It’s also the story of how a computer scientist in the nascent field of computer graphics learned the vital lessons that every tech company seems to need to learn on their own: Everything is always about people…and the only effective way to communicate the value of technology is to tell a good story about people.
In the course of learning these lessons Ed and his partners (John Lasseter and Steve Jobs) created a culture of collaboration where people are free to express themselves, be wrong, figure things out, start over, all while executing the type of large, complex projects that normally “require” massive top-down program management in order to satisfy stakeholders.
The key value of this culture is what he calls ‘candor,’ which he differentiates from honesty, because he doesn’t think that people are being dishonest when they spare each other’s feelings by pulling punches while criticising their work. They don’t just apply this to Pixar’s output, but also the business itself, their technology, and their practices.
They also seem to have a culture of constant self-evaluation. Several times he uses anecdotes of problems Pixar needed to solve, not because of market pressures or cost savings or some other familiar chestnut, but because he felt the culture of Pixar changing in negative ways. For example, becoming complacent because of success, or entrenched in their practices, or entitlement creeping into their workforce once they had enough notoriety (and production schedule) to attract talent who had only known Pixar as an animated features powerhouse.

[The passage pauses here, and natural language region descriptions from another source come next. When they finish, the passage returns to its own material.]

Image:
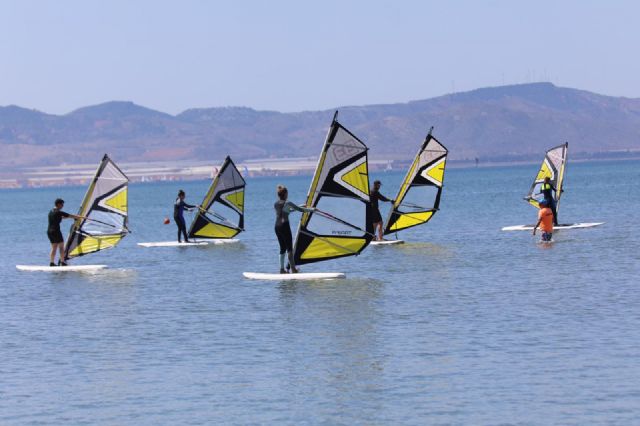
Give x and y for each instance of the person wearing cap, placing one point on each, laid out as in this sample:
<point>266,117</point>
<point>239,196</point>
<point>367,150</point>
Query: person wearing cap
<point>547,190</point>
<point>54,234</point>
<point>375,196</point>
<point>178,215</point>
<point>545,221</point>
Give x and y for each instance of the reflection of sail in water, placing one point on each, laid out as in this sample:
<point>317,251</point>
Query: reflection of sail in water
<point>419,195</point>
<point>104,210</point>
<point>553,167</point>
<point>221,214</point>
<point>339,192</point>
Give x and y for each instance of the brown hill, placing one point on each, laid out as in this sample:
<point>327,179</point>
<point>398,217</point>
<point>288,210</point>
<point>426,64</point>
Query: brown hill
<point>499,122</point>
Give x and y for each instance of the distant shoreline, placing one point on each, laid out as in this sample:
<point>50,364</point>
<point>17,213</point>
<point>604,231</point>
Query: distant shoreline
<point>80,174</point>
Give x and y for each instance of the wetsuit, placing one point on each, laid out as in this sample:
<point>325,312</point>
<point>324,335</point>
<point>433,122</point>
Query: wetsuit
<point>546,190</point>
<point>178,211</point>
<point>283,229</point>
<point>375,196</point>
<point>53,230</point>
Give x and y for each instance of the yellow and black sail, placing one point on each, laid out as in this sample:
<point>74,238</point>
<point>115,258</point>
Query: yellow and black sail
<point>339,225</point>
<point>418,198</point>
<point>104,212</point>
<point>221,214</point>
<point>553,166</point>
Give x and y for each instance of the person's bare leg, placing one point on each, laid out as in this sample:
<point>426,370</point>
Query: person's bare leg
<point>294,270</point>
<point>61,246</point>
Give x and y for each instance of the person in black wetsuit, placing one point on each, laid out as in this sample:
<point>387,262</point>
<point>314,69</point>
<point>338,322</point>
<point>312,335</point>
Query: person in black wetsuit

The third part of the book that is really interesting is the history of computer graphics, the entertainment business, and Disney specifically, that winds its way through the history of Pixar. There are a few notable characters that intersect with Pixar over its history as well; George Lucas, Steve Jobs and Michael Eisner most notably. Ed offers up an “alternate history” of Steve Jobs’ life during the NeXT years, as well as a window into his skill as a brilliant business strategist, who understood how to create the conditions that could ensure the company’s future, even before they were a powerhouse.
It’s an interesting book full of life lessons from a leader who isn’t so foolish as to think he has all the answers, and if you’re at all concerned with leading a team of creative people to create superior quality output, this is a worthwhile collection of stories.